What are the greatest problems facing the world today? Suffering? Death? Injustice? No, the greatest problem is the wickedness in the heart of every one of us. As we each become more like God, our world improves and our eternity is secure.
Open the newspaper, turn on television news, tune in to talk shows on satellite radio, or read internet news or text feeds, and you will be overwhelmed by a flood of information, mostly negative, about what is going on in the world. It would be easy to despair at the chorus of doomsday prophets describing how the world will end in dozens of different ways.
Get out of bed, get ready for work, work as best you can at the job you have, spend the evening with family and friends, and go to sleep. Throughout the day you will experience a mix of pleasure and pain, a combination of successes and failures, and if you reflect on the day you will wonder why things turned out as they did.
Be born, grow and know the victories and defeats of learning and developing, enjoy the milestones of graduation, marriage, career, and children, fulfill some of your dreams and fail to fulfill others, gradually lose all that you have and often much of what you think you are, and die.
Such is life on earth.
Why is the news so bad? Why are our days a combination of pleasure and pain? Why can’t we accomplish everything that we set out to do? Why can’t we meet our own expectations, much less those of anyone else? Finally, why do all of our lives end in loss and death?
The answer is clear to all of us and present in some form in every religion, or secular worldview…all is not right in the world. There are many wonderful things in the life we are given; beautiful sights, delicious food, exciting experiences, treasured friends and family, and meaningful work, and yet something is amiss. The world is not functioning as it should.

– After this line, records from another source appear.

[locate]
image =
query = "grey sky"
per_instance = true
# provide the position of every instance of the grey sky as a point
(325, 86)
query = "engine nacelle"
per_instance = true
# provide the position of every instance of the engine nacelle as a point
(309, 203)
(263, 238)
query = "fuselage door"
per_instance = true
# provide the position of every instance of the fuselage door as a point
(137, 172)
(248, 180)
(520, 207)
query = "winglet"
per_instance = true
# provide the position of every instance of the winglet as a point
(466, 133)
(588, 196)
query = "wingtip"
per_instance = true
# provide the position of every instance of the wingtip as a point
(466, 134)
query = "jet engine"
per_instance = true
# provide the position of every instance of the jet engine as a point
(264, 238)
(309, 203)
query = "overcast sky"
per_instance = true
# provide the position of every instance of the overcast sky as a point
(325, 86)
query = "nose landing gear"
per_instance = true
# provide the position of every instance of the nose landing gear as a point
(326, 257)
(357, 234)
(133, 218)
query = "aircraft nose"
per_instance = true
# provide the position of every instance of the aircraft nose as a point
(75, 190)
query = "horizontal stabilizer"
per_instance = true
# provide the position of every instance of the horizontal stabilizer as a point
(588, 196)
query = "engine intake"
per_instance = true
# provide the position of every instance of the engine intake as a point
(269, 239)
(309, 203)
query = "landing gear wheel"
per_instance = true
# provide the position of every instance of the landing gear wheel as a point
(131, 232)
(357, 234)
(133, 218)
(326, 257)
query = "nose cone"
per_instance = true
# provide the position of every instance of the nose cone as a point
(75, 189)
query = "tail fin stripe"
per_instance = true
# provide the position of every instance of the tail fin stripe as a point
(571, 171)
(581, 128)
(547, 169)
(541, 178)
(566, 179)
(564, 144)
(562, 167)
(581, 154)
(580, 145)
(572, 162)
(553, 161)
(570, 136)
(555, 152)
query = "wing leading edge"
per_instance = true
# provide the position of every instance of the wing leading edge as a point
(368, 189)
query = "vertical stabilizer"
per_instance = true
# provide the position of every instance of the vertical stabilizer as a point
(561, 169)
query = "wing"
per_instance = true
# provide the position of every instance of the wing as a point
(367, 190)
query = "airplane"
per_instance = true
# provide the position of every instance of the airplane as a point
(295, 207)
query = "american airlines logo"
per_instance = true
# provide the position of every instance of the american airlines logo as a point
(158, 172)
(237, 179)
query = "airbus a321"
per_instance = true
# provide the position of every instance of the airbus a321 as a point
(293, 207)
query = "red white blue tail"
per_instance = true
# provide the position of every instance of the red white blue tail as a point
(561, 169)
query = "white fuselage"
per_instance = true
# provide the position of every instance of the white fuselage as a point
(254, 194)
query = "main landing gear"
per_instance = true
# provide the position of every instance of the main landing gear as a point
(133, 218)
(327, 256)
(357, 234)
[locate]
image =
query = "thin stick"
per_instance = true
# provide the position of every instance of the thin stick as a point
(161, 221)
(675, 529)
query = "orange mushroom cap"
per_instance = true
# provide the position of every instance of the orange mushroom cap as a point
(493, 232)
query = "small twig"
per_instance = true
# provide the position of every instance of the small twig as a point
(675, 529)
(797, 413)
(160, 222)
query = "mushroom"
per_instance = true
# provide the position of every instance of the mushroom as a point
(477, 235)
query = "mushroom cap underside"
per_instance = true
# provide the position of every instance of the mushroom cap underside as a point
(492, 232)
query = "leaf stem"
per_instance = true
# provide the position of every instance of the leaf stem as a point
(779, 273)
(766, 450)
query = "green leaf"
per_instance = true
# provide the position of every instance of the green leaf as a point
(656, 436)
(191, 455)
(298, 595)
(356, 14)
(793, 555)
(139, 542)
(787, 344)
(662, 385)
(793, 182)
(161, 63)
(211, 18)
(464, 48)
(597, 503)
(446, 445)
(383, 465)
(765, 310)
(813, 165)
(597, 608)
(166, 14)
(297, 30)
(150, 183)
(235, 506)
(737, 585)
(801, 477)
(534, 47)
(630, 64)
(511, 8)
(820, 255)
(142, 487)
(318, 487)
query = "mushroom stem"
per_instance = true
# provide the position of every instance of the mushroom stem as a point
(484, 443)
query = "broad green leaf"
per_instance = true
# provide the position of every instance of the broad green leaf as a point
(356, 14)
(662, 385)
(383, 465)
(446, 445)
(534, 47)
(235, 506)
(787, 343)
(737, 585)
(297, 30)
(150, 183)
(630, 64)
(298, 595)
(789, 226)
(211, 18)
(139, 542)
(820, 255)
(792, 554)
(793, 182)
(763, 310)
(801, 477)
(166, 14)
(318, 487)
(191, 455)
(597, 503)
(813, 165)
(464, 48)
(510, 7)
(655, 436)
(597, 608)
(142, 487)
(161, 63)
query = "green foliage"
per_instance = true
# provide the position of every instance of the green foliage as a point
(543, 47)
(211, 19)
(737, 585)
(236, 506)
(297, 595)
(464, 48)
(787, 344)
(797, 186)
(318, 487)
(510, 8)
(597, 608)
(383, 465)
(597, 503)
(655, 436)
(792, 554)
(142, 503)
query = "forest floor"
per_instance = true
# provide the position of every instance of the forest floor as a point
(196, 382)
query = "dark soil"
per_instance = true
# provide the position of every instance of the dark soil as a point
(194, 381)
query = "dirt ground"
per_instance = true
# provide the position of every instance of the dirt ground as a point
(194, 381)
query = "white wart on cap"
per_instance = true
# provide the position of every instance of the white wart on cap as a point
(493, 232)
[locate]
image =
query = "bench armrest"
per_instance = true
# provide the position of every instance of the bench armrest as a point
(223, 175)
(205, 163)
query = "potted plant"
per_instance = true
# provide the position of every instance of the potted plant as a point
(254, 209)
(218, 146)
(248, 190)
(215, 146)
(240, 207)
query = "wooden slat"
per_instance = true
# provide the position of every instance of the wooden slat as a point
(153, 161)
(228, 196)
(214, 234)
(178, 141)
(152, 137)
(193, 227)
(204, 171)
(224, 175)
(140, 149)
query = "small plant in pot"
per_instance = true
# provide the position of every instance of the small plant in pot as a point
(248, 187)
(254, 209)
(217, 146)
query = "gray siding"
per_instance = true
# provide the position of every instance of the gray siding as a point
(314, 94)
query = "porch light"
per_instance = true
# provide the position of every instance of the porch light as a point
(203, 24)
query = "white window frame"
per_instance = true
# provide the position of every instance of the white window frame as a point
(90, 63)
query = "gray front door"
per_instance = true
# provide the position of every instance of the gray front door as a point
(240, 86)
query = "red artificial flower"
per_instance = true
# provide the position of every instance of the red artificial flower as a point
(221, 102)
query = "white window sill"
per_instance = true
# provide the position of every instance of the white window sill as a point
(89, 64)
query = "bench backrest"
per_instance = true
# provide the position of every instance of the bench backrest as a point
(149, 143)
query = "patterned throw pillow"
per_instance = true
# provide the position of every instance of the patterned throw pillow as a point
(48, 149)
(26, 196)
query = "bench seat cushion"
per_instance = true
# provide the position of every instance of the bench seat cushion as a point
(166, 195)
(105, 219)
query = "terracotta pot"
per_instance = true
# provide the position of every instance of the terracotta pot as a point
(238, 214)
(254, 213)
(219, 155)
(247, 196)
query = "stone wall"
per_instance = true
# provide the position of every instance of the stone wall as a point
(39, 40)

Christians would say that man rebelled against God, Muslims and Jews might say that people don’t do enough good works, and Buddhists and Hindus might blame bad karma. Atheists might argue that mankind hasn’t evolved far enough to eliminate ignorance and bad behavior in the world.
If we believe in some type of god, we can blame Him or ourselves for the state of the world. If we reject the possibility of god, we have to blame ourselves.
Many Christians, and perhaps Jews and Muslims, would argue that we have to blame ourselves for the state the world is in. If the account of the Fall of Man in Genesis, accepted in some measure by all three faiths, communicates any reality at all, it teaches that the fundamental problem in human existence is that man wants to be God, and he is not.
Did not the serpent suggest to Eve that if she ate of the fruit, she could be “as God”? Did not the earliest humans Adam and Eve, eat the fruit so they could be “as God”? When the ancients worshipped idols, either engaging in fertility rituals or sacrifice, were they not trying to curry favor with the gods? Even more, were they not trying to shift the cosmic balance in their favor and thereby compel their god to give them what they wanted?
I have heard many people say that they don’t really want to be God, but is that true? How often do we wish that we could bring rain, or stop rain, when it interferes with our activities? How often do we wish that we could compel a slow driver in front of us to get off the road? How many of our conflicts with others are about us wanting our way, even at their expense? Do we sometimes wish real harm to people who anger us? As we gain money, fame or power, do we not constantly want more? Is not the end of all this exalting ourselves and wanting to be like god?
Many religions tell us that we can compel God. Some Muslims believe that if someone loses his life in a holy war, no matter what else he has done, he will gain entrance into heaven. Some tell us that we can become God. A few, especially in the New Age movement, tell us that we are God. Is this not a root of pantheism, panentheism, and much modern and postmodern thinking?
If the fundamental problem of human existence is that humans want to be God, but we are not, what do we do about it? As a Christian, I would argue that the first step is to acknowledge our problem. The second step is to apologize to Him for trying to usurp His job and failing to be content with the work He has given us. The third step is to carefully consider His instructions to us, as given in the Bible, and do them. Our lives are centered around God, not His around ours. When we try to influence Him in prayer, for example, we do so as children asking for something from an all-good, all-knowing and all loving Father, not rebels who are demanding their due. The battle against our selfish will is life long, but as we align ourselves with reality, that He is God and we are not, we will win.